Does cispi work for bigfloat? If so, it might be faster.

Unfortunately, we don’t have a cispi function yet: https://github.com/JuliaLang/julia/pull/35792. I hope we can get this into 1.6 though.

BigFloat operations allocate:

julia> x, y = big"1.0", big"2.0"
(1.0, 2.0)

julia> @btime $x + $y;
  53.641 ns (2 allocations: 112 bytes)

which is not surprising since a BigFloat is stored on the heap.
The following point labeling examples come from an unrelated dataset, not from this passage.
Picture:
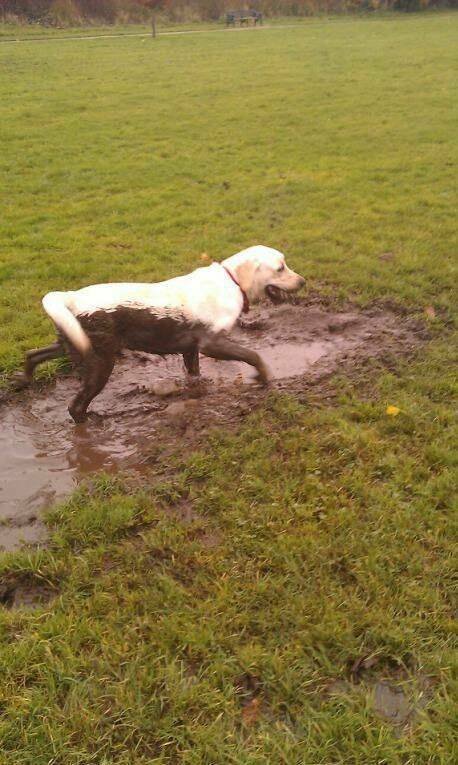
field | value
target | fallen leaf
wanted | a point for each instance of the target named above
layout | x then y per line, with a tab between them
250	713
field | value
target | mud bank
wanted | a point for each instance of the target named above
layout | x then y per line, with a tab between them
149	405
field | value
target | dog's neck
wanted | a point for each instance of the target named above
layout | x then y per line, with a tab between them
246	302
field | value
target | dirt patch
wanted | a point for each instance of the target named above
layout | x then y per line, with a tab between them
148	406
25	591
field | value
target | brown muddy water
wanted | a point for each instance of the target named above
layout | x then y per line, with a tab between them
148	402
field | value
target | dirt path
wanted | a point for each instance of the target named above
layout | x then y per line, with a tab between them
148	405
148	34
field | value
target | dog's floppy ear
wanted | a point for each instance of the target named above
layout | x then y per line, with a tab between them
245	275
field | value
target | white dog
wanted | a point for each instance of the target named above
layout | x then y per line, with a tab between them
187	315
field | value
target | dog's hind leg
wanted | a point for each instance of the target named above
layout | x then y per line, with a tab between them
35	357
96	372
220	347
191	362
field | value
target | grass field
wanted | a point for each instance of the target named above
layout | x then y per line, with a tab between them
321	532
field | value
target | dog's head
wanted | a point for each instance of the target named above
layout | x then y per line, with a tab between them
262	272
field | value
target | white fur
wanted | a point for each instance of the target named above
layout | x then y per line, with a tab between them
206	296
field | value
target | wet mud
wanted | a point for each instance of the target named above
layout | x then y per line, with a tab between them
149	404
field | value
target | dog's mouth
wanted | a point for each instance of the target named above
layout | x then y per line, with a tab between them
276	294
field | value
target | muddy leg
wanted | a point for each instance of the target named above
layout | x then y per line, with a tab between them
191	362
97	370
35	357
227	350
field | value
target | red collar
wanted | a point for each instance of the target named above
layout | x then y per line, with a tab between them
246	304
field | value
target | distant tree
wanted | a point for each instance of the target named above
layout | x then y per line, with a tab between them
154	6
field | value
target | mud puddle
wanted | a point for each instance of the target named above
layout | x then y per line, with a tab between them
149	402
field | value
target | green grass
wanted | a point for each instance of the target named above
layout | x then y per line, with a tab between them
322	532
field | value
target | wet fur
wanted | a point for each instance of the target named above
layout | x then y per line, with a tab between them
187	315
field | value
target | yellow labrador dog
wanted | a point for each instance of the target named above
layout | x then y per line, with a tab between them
189	315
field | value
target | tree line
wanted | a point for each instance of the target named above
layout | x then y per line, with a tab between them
62	12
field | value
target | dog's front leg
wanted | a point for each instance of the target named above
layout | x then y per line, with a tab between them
220	347
191	362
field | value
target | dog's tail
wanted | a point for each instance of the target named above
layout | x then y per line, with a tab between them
55	306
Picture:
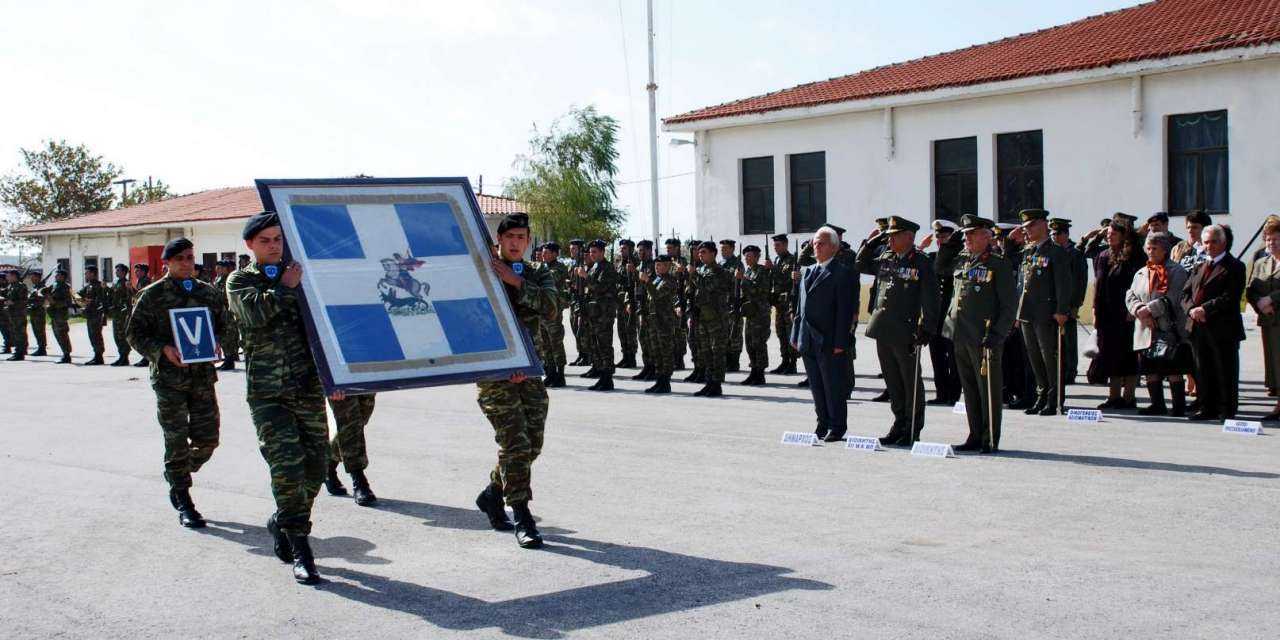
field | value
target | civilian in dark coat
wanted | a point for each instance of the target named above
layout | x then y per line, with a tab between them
1212	304
822	332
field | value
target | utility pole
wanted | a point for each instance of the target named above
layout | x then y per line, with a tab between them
653	132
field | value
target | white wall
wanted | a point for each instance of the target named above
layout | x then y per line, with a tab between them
1093	163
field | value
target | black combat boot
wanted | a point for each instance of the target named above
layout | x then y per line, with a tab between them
1179	392
279	542
332	483
490	503
187	513
1157	400
360	488
304	561
526	530
661	385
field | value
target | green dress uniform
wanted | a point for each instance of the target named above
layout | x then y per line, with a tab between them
754	291
780	298
978	320
1046	273
94	298
186	401
120	306
36	318
286	398
600	292
16	310
59	304
904	319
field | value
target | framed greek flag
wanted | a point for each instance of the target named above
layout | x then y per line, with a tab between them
397	283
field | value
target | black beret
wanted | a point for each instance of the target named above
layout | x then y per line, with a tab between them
174	247
259	223
512	222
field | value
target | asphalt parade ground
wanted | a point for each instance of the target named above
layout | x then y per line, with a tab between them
666	517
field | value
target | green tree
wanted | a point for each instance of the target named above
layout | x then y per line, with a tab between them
566	179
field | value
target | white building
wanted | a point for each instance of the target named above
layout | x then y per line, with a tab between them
1166	106
211	219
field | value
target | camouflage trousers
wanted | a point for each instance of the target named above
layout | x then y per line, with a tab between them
602	343
36	316
627	332
351	415
757	334
293	438
782	329
519	416
62	330
18	330
551	337
94	324
119	325
712	339
187	411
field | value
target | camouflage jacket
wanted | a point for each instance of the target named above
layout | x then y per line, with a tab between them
94	298
150	329
277	353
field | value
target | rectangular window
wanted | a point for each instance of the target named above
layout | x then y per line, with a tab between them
1197	163
808	191
758	195
955	178
1019	173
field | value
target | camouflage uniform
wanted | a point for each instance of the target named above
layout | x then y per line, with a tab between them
36	316
16	309
284	396
754	288
94	300
351	415
59	296
119	307
711	287
602	301
517	411
186	401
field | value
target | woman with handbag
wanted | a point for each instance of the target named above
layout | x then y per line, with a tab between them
1160	330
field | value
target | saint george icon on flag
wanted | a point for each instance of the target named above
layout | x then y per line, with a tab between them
397	283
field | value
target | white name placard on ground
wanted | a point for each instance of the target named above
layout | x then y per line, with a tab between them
862	443
932	449
1242	428
1083	415
800	439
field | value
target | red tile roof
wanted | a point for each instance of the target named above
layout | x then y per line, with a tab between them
1150	31
228	204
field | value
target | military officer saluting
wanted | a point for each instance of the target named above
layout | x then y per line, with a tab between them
1045	307
186	402
903	320
978	321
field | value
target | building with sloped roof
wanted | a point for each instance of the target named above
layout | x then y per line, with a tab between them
1164	106
211	219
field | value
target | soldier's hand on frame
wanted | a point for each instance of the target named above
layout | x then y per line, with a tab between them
292	275
172	355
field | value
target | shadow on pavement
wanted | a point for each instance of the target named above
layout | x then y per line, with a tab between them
1101	461
673	583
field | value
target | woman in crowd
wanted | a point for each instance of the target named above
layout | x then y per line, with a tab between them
1264	296
1116	266
1160	330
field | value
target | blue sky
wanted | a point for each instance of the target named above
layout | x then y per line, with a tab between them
216	94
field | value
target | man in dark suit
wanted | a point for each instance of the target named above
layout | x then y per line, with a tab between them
822	332
1212	302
If you care about performance, why aren’t you using an FFT algorithm?

2 Likes

Basically, I would like to perform a test on accuracy of the Float64 fft results and I wanted to have the most simple solution. I do not have the time to implement a fft on my own.

Probably I need DoubleFloat or Float128 instead of BigFloat…

You could use this one, for example.

As far as I can see it, it works only for 1d arrays.

The simplest multi-dimensional FFT is just a sequence of 1d FFTs along each direction. So, for a 3d array, you would just need to call this with mapslices 3 times.